We have been taking advance authorisation under Para 4.07 of HBP based on ad hoc norms approved by the Norms Committee in 2017 for one export product, and in 2020 for another export product. How long can we continue to do so?
As per para 4.12 (vi) of HBP, “Norms ratified by any Norms Committee (NC) in the o/o DGFT on or after 01.04.2015 in respect of any Advance authorisation obtained under paragraph 4.07, shall-be valid for the entire period of the Foreign Trade Policy i.e. up to 31.03.2022 or for a period of three years from the date of ratification, whichever is later. Since all decisions of the Norms Committees are available in the form of minutes on the DGFT website, all other applicants of Advance Authorisation are also eligible to apply and get their authorisations based on such ratified norms on repeat basis during validity of these norms. This para is not applicable for authorisations applied for items listed under Appendix 4P”.

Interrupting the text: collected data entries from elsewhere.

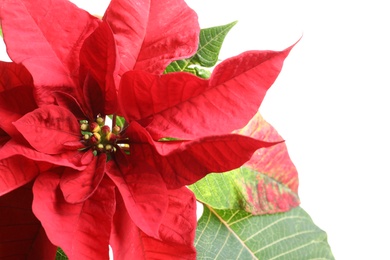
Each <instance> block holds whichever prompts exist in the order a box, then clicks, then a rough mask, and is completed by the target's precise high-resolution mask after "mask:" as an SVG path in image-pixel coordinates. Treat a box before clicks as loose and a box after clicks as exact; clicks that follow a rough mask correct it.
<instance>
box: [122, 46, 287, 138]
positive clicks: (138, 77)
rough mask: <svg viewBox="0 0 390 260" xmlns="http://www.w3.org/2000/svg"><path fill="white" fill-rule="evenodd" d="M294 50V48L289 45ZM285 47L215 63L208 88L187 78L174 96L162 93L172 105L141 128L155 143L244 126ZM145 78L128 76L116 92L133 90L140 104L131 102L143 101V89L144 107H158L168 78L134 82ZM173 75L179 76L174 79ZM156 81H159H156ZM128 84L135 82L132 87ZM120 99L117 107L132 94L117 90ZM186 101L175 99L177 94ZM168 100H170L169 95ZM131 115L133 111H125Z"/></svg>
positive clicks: (181, 99) (128, 97) (256, 111)
mask: <svg viewBox="0 0 390 260" xmlns="http://www.w3.org/2000/svg"><path fill="white" fill-rule="evenodd" d="M293 46H294V45H293ZM293 46H291V47H289V48H287V49H285V50H283V51H278V52H277V51H250V52H246V53H243V54H241V55H238V56H236V57H233V58H230V59H228V60H226V61H223V62H222V63H221V64H219V65H218V66H217V67H216V68H215V69H214V71H213V73H212V75H211V78H210V79H209V80H208V87H204V86H203V85H201V84H200V83H199V82H198V81H199V80H198V79H196V77H190V76H188V77H187V81H186V82H185V83H182V84H178V85H176V86H175V87H176V90H175V92H177V93H175V92H173V93H172V92H170V93H169V94H167V95H166V98H167V99H168V100H169V99H170V98H171V96H172V97H173V98H176V99H177V100H175V101H174V102H173V101H172V100H169V102H170V103H171V104H172V106H171V107H167V106H166V109H165V110H163V111H156V113H155V114H153V115H152V116H151V117H150V120H148V124H147V125H145V127H146V129H147V130H148V131H149V132H150V133H151V135H152V136H153V138H154V139H155V140H158V139H161V138H164V137H174V138H179V139H193V138H198V137H202V136H209V135H220V134H228V133H231V132H232V131H233V130H235V129H238V128H241V127H244V126H245V124H246V123H247V122H248V121H249V120H250V119H251V118H252V117H253V116H254V115H255V113H256V112H257V111H258V109H259V106H260V104H261V102H262V101H263V98H264V96H265V94H266V91H267V90H268V89H269V88H270V87H271V85H272V84H273V83H274V81H275V80H276V78H277V76H278V75H279V73H280V71H281V69H282V65H283V61H284V59H285V58H286V57H287V55H288V53H289V52H290V50H291V49H292V47H293ZM142 77H144V78H149V77H150V76H145V75H144V73H142V74H141V75H137V74H135V73H132V74H131V76H129V77H126V78H125V80H126V81H125V82H124V83H123V84H121V88H125V87H127V85H130V86H132V85H135V84H137V87H135V88H134V90H132V92H133V93H132V94H133V95H134V96H135V97H136V98H138V97H141V100H139V101H138V100H137V101H135V102H136V103H137V104H140V103H141V102H144V101H145V97H146V96H145V94H144V92H145V91H148V90H152V91H153V92H152V93H151V94H150V95H149V97H147V98H149V99H151V100H149V101H148V103H150V104H153V103H154V102H156V105H154V104H153V107H159V106H161V105H160V104H159V102H163V100H161V97H160V96H161V94H160V93H161V92H162V91H161V90H158V89H157V88H156V87H155V86H159V87H160V88H163V89H171V88H172V87H171V86H170V85H169V84H170V82H169V81H167V80H165V79H164V78H165V77H169V76H168V75H163V76H161V78H160V79H153V81H154V82H153V84H154V86H152V87H150V86H149V85H147V84H145V83H147V82H150V80H149V79H147V80H144V81H143V80H140V79H139V78H142ZM177 77H178V76H177ZM157 80H159V81H160V82H159V83H155V82H156V81H157ZM131 81H135V83H132V82H131ZM191 84H199V85H200V86H201V87H202V88H203V91H202V92H201V93H199V92H192V91H193V90H192V88H189V90H188V91H187V89H186V86H188V85H191ZM120 93H122V95H121V96H120V97H119V102H121V103H122V104H123V105H122V108H123V107H124V106H126V105H127V102H128V100H129V99H130V100H132V99H134V97H129V95H128V94H130V93H131V91H123V90H120ZM181 93H183V96H184V97H186V99H183V98H181V97H180V94H181ZM168 96H169V97H168ZM124 113H125V114H128V115H130V114H131V113H132V112H130V111H124Z"/></svg>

So, the norms approved in 2017 will be valid till 31.03.2022 and the norms approved in 2020 will be valid for three years from the date of approval.
This is about a case of a shipment sent overseas, where freight is paid in India. The overseas customer is asking for a separate freight invoice, not to be added in the main invoice. How can we declare the inward remittance amount received on account of freight paid and charged to the customer, and not show it in the custom invoice? Is this legally correct? At present we add it in the invoice, but the customer wants to avoid this, maybe due to the duty payable there.
In a CIF contract, you must raise the invoice for the full value, including the freight and insurance, as the price is inclusive of those elements. In future, you can enter into a CIP contract and pay the freight separately as a “pure agent”.
In that case, you can claim reimbursement of the freight actually paid through a separate invoice. However, it means that the buyer has to bear the risk of any variation in freight. To understand the role of “pure agent”, refer to Rule 33 of the CGST Rules, 2017.
We want to import certain capital goods under the EPCG scheme. Is it alright if the foreign supplier’s Indian agent buys the goods in foreign currency and then sells it to us on a high-seas sales basis, in Indian rupees?
Yes. You can buy the goods in Indian rupees on a high-seas sales basis and file a B/E at the price at which you bought from the high-seas seller, and seek clearance under your EPCG authorisation. You must show the AD Code of the high-seas seller in the B/E, since he will be the person remitting foreign exchange to the supplier abroad. Of course, the export obligation will be on the basis of duty saved.